At Liquid Intelligent Technologies, a business of Cassava Technologies, we have seen demand for bandwidth increase exponentially in Africa by at least 50% year-on-year – doubling every 18 months, faster than anywhere else. The cost of connectivity is decreasing rapidly (almost everywhere) and access to basic internet is increasing.

Analysts continue to highlight the rapid growth in intra-African network traffic. Yet, there is also a wealth of sub-sea cable capacity coming into the continent over the next few years (e.g., Equiano, 2Africa, PEACE cables and others). This will bring the total available capacity to over hundreds of terabits across the oceans around Africa. It follows that this capacity needs to be dispersed across the continent, linking data centres together and bringing service to every building and home. This creates a symbiotic relationship between seacables, a secure, reliable, and capable fibre network and even satellite dishes.

These are attractive metrics for investors, although success really depends on how Africans are enabled through service provision to ensure they can create competitive offerings in the market like mobile money and insurance. At the end of the trading day, basic internet is only the beginning of the story.

Getting cables to remote regions is a challenge, and once you get connectivity to a region, network access tends to come at a fixed cost.

In the connectivity game, higher capacity requirements create constant downward pressure on unit cost.This is the defining characteristic of success in the connectivity market. But this isn’t always easy to achieve. The less people who use the internet in a region, the more they need to pay to use it. Those are unfortunate economics on the surface but dig deeper and you’ll find that value often outweighs cost when it comes to connectivity – even in developing countries.

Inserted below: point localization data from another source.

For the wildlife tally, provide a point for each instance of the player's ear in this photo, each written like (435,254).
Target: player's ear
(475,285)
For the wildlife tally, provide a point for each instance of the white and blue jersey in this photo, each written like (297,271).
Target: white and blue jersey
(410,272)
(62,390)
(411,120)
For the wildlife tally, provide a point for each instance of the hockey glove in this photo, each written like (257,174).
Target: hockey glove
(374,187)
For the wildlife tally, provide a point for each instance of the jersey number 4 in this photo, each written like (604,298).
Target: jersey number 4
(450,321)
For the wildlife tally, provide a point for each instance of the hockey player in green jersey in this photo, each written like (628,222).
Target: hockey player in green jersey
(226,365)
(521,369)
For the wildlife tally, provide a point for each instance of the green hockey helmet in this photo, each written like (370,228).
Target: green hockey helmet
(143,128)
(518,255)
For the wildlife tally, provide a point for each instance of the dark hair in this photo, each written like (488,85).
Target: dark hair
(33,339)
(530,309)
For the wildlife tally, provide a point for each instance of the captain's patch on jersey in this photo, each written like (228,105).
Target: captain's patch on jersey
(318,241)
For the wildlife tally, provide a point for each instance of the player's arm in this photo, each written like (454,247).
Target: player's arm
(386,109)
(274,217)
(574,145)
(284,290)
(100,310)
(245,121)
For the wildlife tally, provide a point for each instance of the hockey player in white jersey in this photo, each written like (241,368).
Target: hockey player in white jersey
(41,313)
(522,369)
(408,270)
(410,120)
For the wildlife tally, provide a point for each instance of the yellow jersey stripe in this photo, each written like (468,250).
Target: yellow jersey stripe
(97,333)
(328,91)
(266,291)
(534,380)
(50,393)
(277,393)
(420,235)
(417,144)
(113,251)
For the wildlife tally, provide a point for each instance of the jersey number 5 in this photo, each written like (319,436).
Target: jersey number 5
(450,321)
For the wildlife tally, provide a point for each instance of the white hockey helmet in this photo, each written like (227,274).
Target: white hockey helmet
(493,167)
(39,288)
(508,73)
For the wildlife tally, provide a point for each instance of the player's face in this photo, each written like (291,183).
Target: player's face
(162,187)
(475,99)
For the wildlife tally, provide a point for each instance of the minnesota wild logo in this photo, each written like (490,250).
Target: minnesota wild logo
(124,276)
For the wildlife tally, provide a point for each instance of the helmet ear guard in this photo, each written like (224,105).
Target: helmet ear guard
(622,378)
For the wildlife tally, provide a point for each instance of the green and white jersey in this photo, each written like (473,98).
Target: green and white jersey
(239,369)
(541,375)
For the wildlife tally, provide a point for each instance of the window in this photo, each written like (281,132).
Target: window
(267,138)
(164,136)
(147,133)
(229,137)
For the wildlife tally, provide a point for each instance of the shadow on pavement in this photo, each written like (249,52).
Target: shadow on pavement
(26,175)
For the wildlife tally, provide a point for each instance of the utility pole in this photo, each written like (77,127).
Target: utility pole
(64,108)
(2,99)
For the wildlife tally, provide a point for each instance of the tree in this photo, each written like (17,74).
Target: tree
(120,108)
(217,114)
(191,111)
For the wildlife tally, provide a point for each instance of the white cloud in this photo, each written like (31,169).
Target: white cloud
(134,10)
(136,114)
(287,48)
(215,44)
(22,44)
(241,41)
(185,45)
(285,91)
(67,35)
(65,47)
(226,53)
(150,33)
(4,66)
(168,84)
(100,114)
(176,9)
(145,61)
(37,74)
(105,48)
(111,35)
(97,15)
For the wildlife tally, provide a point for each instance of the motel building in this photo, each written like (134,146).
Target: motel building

Although, you’ll find that it isn’t the ability to connect with the world that really revs the local economic engine, but the ability to connect with other people, businesses, villages, cities and regions in the country – trading, communicating and seizing opportunities to develop themselves, their businesses, and their national economy.

As we continue to bridge the connectivity gap in Africa, eventually reaching levels seen only in developed economies, we will no doubt witness an exponential boom in GDP and productivity. Alongside this will come improvements in health conditions and education opportunities. In time, and with the right attitude, it is connectivity that provides the spark to reduce poverty and promote economic and social success.

We have seen it in African economic powerhouses like South Africa, Kenya, and Nigeria, but more corners of the continent are about to light up as they join the connectivity chorus. The value of the internet will continue to spread across the continent as we turn tens of millions into hundreds of millions of connected Africans.

We know that technology favours youth, and with such a young population, there is no telling what this continent is capable of as they find African solutions to African (and likely global) problems. Come and watch, and connect.